De grieven IV en V richten zich tegen dit oordeel. [appellanten] voeren daarbij aan dat de strekking van het vonnis van 18 september 2014 is dat de artikelen en foto’s niet meer online mogen staan. Camilleri c.s. hebben aan deze strekking niet voldaan en hebben daarom dwangsommen verbeurd. Daarbij is niet van belang dat de onderhavige website niet ter sprake is gebracht in de procedure die tot bedoeld vonnis heeft geleid. Een andere uitleg zou impliceren dat het Camilleri c.s. vrij staat de publicaties en de foto’s op een nieuwe website te plaatsen. De artikelen moeten bovendien bewust op de website zijn geplaatst, aldus nog steeds [appellanten]
3.14.
Het hof overweegt dat [appellanten] tegenover het verweer van Camilleri c.s. onvoldoende aannemelijk hebben gemaakt dat Camilleri c.s. de artikelen bewust voor het publiek beschikbaar hebben gehouden of gemaakt door deze te plaatsen op de onderhavige website. Daartoe is onvoldoende dat het niet gebruikelijk is dat een website die als back-up wordt gebruikt ook online wordt gehouden.

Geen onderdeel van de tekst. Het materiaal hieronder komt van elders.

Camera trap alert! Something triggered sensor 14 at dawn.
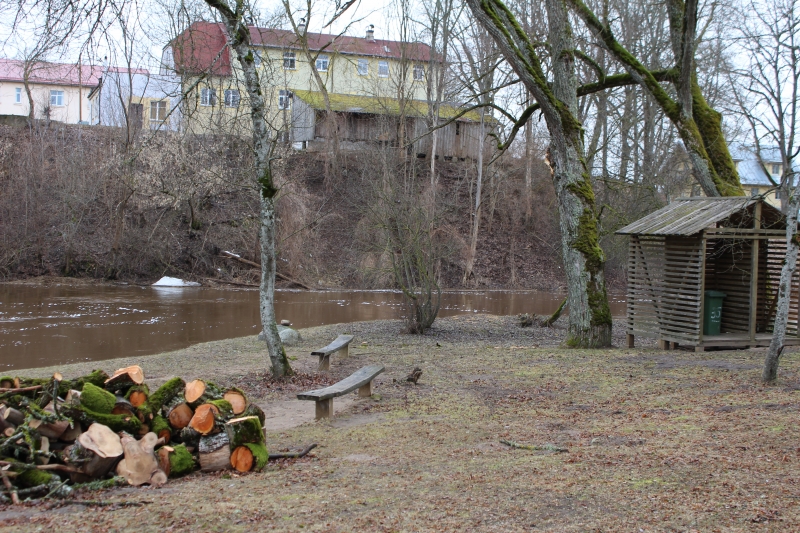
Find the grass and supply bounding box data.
[0,317,800,532]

Dat maakt immers niet dat in dit geval geen sprake kan zijn van een omissie. [appellanten] hebben evenmin voldoende aannemelijk gemaakt dat de artikelen slechts handmatig en dus met een bewuste actie op de website moeten zijn geplaatst. Uit het feit dat de website tot voor kort ook bij [appellanten] onbekend was, is bovendien af te leiden dat deze niet eenvoudig te vinden was via bijvoorbeeld Google. [appellant sub 1] heeft desgevraagd ter zitting niet duidelijk gemaakt op welke wijze de website uiteindelijk wel is gevonden. Voorts is van belang dat Camilleri c.s., zoals zij ter gelegenheid van het pleidooi in hoger beroep onbestreden hebben aangevoerd, niet actief bekend maakten dat zij ook op deze website artikelen publiceerden. Voorts hebben zij de website gelijk offline gehaald toen zij met de toegankelijkheid voor het publiek bekend werden. Een en ander ondersteunt dat Camilleri c.s. niet bewust de artikelen op deze website heeft gepubliceerd. Het hof is van oordeel dat de gegeven bevelen zoals weergegeven onder i tot en met iii naar redelijke uitleg geen betrekking hebben op de situatie die zich hier heeft voorgedaan. Camilleri c.s., en eveneens [appellanten] , waren zich immers ten tijde van het geven van deze bevelen niet bewust van het bestaan van deze website terwijl evenmin is gebleken dat Camilleri c.s. na het geven van de bevelen een bewuste handeling hebben verricht om de artikelen (opnieuw) online te zetten op deze website. De grieven IV en V falen.
3.15.
[appellanten] verwijzen ter toelichting van hun grieven VI en VII naar de voorgaande grieven. De grieven VI en VII delen aldus het lot van de voorgaande grieven en falen eveneens.
3.16.
Grief VIII luidt dat de voorzieningenrechter ten onrechte heeft overwogen dat de kosten van de reconventie als nodeloos veroorzaakt voor rekening van [appellanten] komen. De grief faalt. De vordering van [appellanten] is deels een herhaling van de verzoeken die zij reeds bij hun brief van 28 oktober 2014 aan Camilleri c.s. hebben gedaan en waarvan Camilleri c.s. onweersproken hebben gesteld dat zij daaraan reeds hadden voldaan. De vordering is voor het overige pas ter zitting in eerste aanleg aan de orde gesteld en Camilleri c.s. hebben zich tegen toewijzing daarvan niet verzet. Het moet er gelet op een en ander voor gehouden worden dat de kosten van de reconventie, die overigens aan de zijde van Camilleri c.s. op nihil zijn begroot, door [appellanten] nodeloos zijn gemaakt en veroorzaakt.
3.17.
De grieven falen. Het vonnis waarvan beroep zal worden bekrachtigd. [appellanten] zullen als in het ongelijk gestelde partij worden verwezen in de kosten van het geding in appel.

4.Beslissing

Het hof:
bekrachtigt het vonnis waarvan beroep;
veroordeelt [appellanten] hoofdelijk in de kosten van het geding in hoger beroep, tot op heden aan de zijde van Camilleri c.s. begroot op € 711,- aan verschotten en € 2.682,- voor salaris.
Dit arrest is gewezen door mrs. M.L.D. Akkaya, D. Kingma en G.C. Boot en door de rolraadsheer in het openbaar uitgesproken op 3 mei 2016.